Lieutenants J.S. Mould, RANVR, G. Gosse, RANVR and M.S. Batterham, RANVR (Sp.) served with ‘P’-Parties in Europe. Lieutenant Batterham dealt with nearly a hundred mines before and during ‘P’ Party operations.
On failing his passing out exam as an Acting Sub Lieutenant at the RN College Greenwich, Gosse was discharged from the RAN in July 1933. Reenlisting as an Ordinary Seaman in October 1940, he was promoted to Sub Lieutenant in April 1941. He was posted to HMS Lanka for RMS duties at Bombay, and on his return to England in November 1944 he joined ‘P’ Party 1571.
He was the first to render safe an armed pressure mine, a German GD mine.
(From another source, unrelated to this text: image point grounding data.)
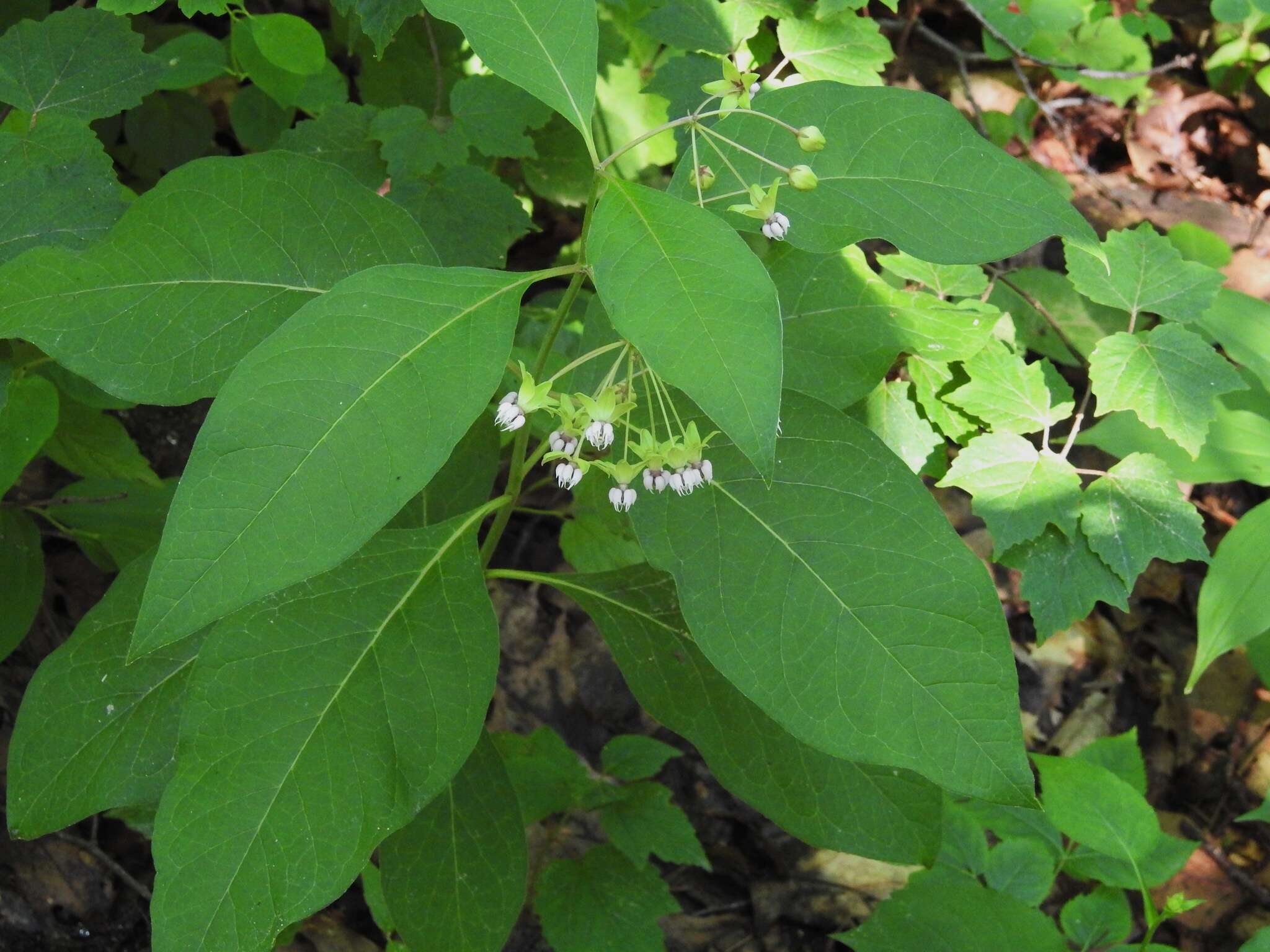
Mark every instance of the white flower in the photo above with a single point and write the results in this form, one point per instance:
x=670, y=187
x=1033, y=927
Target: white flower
x=654, y=480
x=600, y=434
x=623, y=498
x=563, y=443
x=776, y=226
x=568, y=475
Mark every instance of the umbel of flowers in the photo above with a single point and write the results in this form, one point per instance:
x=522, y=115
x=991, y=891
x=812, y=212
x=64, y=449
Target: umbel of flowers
x=587, y=430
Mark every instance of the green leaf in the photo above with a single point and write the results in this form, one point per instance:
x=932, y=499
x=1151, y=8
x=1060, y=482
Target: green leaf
x=900, y=165
x=1135, y=513
x=494, y=116
x=826, y=801
x=868, y=609
x=846, y=50
x=1023, y=868
x=1232, y=604
x=1064, y=579
x=380, y=19
x=1241, y=325
x=455, y=878
x=890, y=413
x=469, y=215
x=59, y=186
x=644, y=822
x=1010, y=395
x=546, y=47
x=843, y=327
x=1018, y=490
x=323, y=433
x=1095, y=808
x=123, y=518
x=94, y=444
x=1082, y=322
x=29, y=416
x=95, y=733
x=944, y=280
x=22, y=566
x=231, y=245
x=82, y=64
x=306, y=735
x=575, y=904
x=945, y=912
x=660, y=267
x=340, y=136
x=288, y=42
x=1147, y=275
x=633, y=757
x=1168, y=376
x=1098, y=918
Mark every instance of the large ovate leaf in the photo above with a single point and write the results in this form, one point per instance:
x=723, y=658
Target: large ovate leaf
x=1168, y=376
x=95, y=733
x=82, y=64
x=842, y=604
x=1135, y=513
x=827, y=801
x=455, y=878
x=318, y=723
x=324, y=432
x=200, y=271
x=548, y=47
x=1232, y=604
x=900, y=165
x=843, y=327
x=700, y=307
x=1016, y=490
x=59, y=186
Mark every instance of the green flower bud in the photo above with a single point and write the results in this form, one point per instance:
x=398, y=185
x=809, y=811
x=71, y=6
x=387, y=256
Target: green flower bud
x=809, y=139
x=803, y=178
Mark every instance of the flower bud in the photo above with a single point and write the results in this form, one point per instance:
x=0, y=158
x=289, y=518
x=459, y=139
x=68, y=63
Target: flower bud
x=809, y=139
x=803, y=178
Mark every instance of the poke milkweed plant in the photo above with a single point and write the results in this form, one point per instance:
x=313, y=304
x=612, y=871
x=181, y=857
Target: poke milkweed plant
x=296, y=677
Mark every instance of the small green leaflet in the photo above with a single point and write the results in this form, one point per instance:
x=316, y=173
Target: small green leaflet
x=1135, y=513
x=824, y=800
x=686, y=291
x=306, y=735
x=1147, y=276
x=455, y=878
x=1010, y=395
x=842, y=604
x=1168, y=376
x=22, y=566
x=95, y=733
x=324, y=432
x=1064, y=579
x=900, y=165
x=59, y=186
x=941, y=910
x=201, y=270
x=82, y=64
x=1016, y=490
x=846, y=50
x=845, y=325
x=574, y=902
x=1232, y=604
x=890, y=413
x=548, y=47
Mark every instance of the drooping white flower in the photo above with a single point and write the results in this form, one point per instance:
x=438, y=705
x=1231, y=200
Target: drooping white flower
x=600, y=434
x=623, y=498
x=568, y=475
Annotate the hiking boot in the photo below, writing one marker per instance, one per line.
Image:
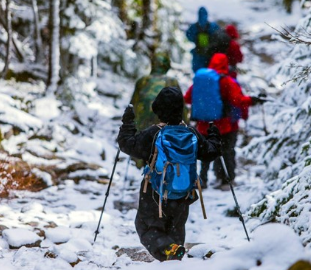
(175, 252)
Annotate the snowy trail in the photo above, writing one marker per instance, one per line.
(75, 209)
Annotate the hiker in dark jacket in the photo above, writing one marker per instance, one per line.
(200, 55)
(163, 237)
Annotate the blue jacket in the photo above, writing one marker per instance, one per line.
(193, 30)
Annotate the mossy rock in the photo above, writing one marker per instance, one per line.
(301, 265)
This operation was on 9 May 1945, and was part of ‘P’ Party 1571 operations at Ubersee Haven, Bremen. Gosse dived to a depth of 12 m after other diving had finished for the day. Visibility was zero so he located everything by touch. He had not used a ‘Vernon suit’ on a mine task before, and had trouble with his buoyancy. So he took a turn around his neck with the marker buoy rope that had been secured to the mine by Able Seaman Fawcett, who had located the mine (on top of a corpse). This rope held Gosse’s head and shoulders in place. Gosse overcame the considerable water pressure force acting on the primer disc using a special forked lever and two wedges. He removed the primer disc and then the primer, but did not want to disturb the detonator lest the ingress of water fired the mine. Gosse was just about to untie the rope around his neck when the detonator fired. This was due to water leaking past the detonator after the primer was removed, and causing an anti-recovery hydrostatic switch to function.
Gosse rendered safe two more pressure mines underwater, and each time the detonator fired (as he now expected) about 20 minutes after he commenced rendering the mine safe. He was awarded the GC for these operations. Gosse ‘souvenired’ one of the ‘Oyster’ pressure units from one of these mines.